We have little time for a God of hope in the rosy circumstances of the western world. In the growing turmoil of WW2 subsequent martyr Dietrich Bonhoeffer dared to observe “men turn to God when they are sore afraid …”, adding perhaps laconically “All men do so, Christian and unbelieving.” I’m not sure whether that is true seventy years after he wrote the words while awaiting execution in a Nazi gaol, but I suspect times of trial may cause a few more people than statistics suggest to cry out to the possibility of a God.

But Isaiah was daring not to believe just for a divinely executed exit strategy from tough times, but with his protégé Martin Luther or indeed the author of Psalm 46, dared to declare

Let goods and kindred go, this mortal life also;
The body they may kill: God’s truth abideth still,
His kingdom is forever.

I do not want to be tested on my ability to hold to Isaiah’s promise of light in darkness should the goings of my own life get tough. Nevertheless the preservation of these words for nearly three millennia, and their entwining over and again, their plaiting together with more and more words of light in darkness and promise amidst despair, suggests that enough people have found in them not just discomfort-abating remedy but deep life-and-death-transforming hope where all else has failed, even when death is the seeming final word.

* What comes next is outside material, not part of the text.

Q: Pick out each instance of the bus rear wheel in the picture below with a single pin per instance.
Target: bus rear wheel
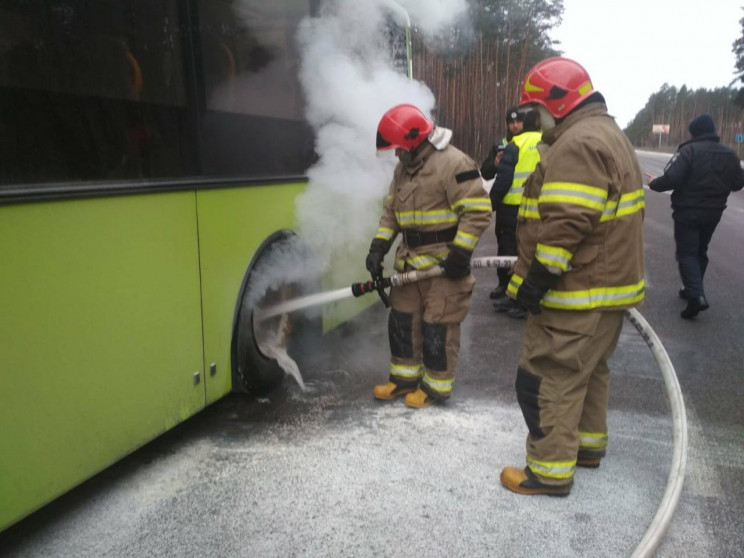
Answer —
(261, 348)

A challenge for us is that we are called to embody this hope in the lives of those around us, we are called to mission Christlike hope and justice and compassion in our quite cosy world. To be honest few of us will succeed terribly well. But we may, as we surrender ourselves over and again to the One we call Light-in-Darkness and Hope-in-Despair, we may participate in that great movement of God’s Spirit that will ultimately birth the New Heavens and New Earth of the vision of later chapters in Isaiah and of the Book of Revelation. It is to that task we are commissioned each time we pray and break bread together.